# news reports



## TSM A (5 Nov 2010)

Just curious. is any one else irked by the MSM reporting the departure of the last Roto to Afghanistan?


----------



## PMedMoe (5 Nov 2010)

Any links?

Or did you mean just the fact that they are reporting this is the last Roto?


----------



## TSM A (5 Nov 2010)

was talking in general, but Global is reporting the last Canadians going to the 'Stan.

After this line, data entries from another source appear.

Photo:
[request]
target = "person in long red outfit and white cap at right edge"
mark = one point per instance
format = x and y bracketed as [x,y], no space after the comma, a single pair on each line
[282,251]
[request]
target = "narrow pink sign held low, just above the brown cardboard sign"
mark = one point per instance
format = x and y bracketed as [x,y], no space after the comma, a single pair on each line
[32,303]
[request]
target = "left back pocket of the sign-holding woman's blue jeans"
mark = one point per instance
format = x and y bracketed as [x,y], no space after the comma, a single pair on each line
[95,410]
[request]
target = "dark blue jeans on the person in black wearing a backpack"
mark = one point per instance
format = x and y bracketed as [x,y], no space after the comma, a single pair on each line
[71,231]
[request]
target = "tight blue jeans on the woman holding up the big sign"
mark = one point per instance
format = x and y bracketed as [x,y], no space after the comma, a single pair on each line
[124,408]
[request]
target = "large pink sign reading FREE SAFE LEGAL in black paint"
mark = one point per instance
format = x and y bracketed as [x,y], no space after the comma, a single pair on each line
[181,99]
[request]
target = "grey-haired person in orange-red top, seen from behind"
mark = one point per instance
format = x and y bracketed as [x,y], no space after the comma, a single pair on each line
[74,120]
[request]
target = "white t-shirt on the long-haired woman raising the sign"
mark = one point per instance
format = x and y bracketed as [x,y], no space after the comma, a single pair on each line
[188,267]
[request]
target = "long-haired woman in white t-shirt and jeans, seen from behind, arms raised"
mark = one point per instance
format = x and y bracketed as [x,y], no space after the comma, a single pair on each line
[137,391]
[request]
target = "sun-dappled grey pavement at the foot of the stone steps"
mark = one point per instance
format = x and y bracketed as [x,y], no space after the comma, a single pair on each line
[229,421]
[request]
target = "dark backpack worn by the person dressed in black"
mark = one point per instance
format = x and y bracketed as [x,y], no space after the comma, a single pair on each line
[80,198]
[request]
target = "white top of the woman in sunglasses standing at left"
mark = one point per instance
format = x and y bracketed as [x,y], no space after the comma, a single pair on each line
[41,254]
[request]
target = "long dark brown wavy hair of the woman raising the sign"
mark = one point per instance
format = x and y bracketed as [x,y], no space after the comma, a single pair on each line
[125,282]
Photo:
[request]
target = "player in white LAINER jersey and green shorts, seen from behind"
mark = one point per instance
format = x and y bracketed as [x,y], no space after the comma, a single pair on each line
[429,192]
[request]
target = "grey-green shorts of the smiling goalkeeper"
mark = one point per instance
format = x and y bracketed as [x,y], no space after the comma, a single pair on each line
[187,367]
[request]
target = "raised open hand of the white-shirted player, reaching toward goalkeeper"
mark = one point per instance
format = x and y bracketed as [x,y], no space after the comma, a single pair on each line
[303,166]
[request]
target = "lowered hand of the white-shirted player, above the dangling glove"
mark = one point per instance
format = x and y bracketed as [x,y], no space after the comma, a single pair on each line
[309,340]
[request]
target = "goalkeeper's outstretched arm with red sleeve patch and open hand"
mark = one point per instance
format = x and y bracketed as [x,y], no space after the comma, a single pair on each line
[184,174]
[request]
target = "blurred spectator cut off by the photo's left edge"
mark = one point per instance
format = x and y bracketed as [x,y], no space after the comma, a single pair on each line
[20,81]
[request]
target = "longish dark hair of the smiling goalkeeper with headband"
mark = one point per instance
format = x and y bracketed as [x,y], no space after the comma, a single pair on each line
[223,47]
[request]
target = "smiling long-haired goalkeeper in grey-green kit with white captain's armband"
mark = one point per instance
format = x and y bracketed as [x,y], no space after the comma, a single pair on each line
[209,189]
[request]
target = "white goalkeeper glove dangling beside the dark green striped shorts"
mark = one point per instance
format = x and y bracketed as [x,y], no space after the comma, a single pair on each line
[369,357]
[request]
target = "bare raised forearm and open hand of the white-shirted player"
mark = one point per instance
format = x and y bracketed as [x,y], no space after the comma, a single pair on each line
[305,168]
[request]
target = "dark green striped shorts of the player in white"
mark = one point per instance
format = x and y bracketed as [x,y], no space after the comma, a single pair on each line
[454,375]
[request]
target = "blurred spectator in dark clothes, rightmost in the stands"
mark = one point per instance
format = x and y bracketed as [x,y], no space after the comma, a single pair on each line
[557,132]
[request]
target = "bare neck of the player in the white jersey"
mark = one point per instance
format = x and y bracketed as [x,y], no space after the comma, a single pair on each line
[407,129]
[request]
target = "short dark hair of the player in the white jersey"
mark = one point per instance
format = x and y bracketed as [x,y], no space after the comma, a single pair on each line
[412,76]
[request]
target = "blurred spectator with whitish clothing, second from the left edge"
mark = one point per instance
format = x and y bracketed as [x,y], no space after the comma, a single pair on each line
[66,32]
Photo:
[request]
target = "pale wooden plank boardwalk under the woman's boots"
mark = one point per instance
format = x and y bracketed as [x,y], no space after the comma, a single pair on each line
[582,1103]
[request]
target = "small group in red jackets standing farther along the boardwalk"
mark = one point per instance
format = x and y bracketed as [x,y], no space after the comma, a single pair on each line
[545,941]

http://www.globalnational.com/video/index.html?releasePID=b7G0hdiosyc4KRLiZzbALbvHBf_FSOhG


----------



## Armymedic (5 Nov 2010)

I havent seen the other reporting specific to the "last combat mission". But what I see from the Global piece, it seems straight forward and professional; Other than they fail to point out that there will be one more rotation of troops to close out the mission after this "last combat mission" rotation.


----------



## TSM A (5 Nov 2010)

it was a well done story, but it's still wrong. this roto is the last "full" combat roto, while TF1/11 will only have a couple of months of combat before the mission ends. but how's splitting hairs.


----------



## Armymedic (5 Nov 2010)

I sure it will be "full" enough with 2 way ranges and random explosions to count.


----------



## GAP (5 Nov 2010)

Rider Pride said:
			
		

> I sure it will be "full" enough with 2 way ranges and random explosions to count.



Is someone going to send them the memo?


----------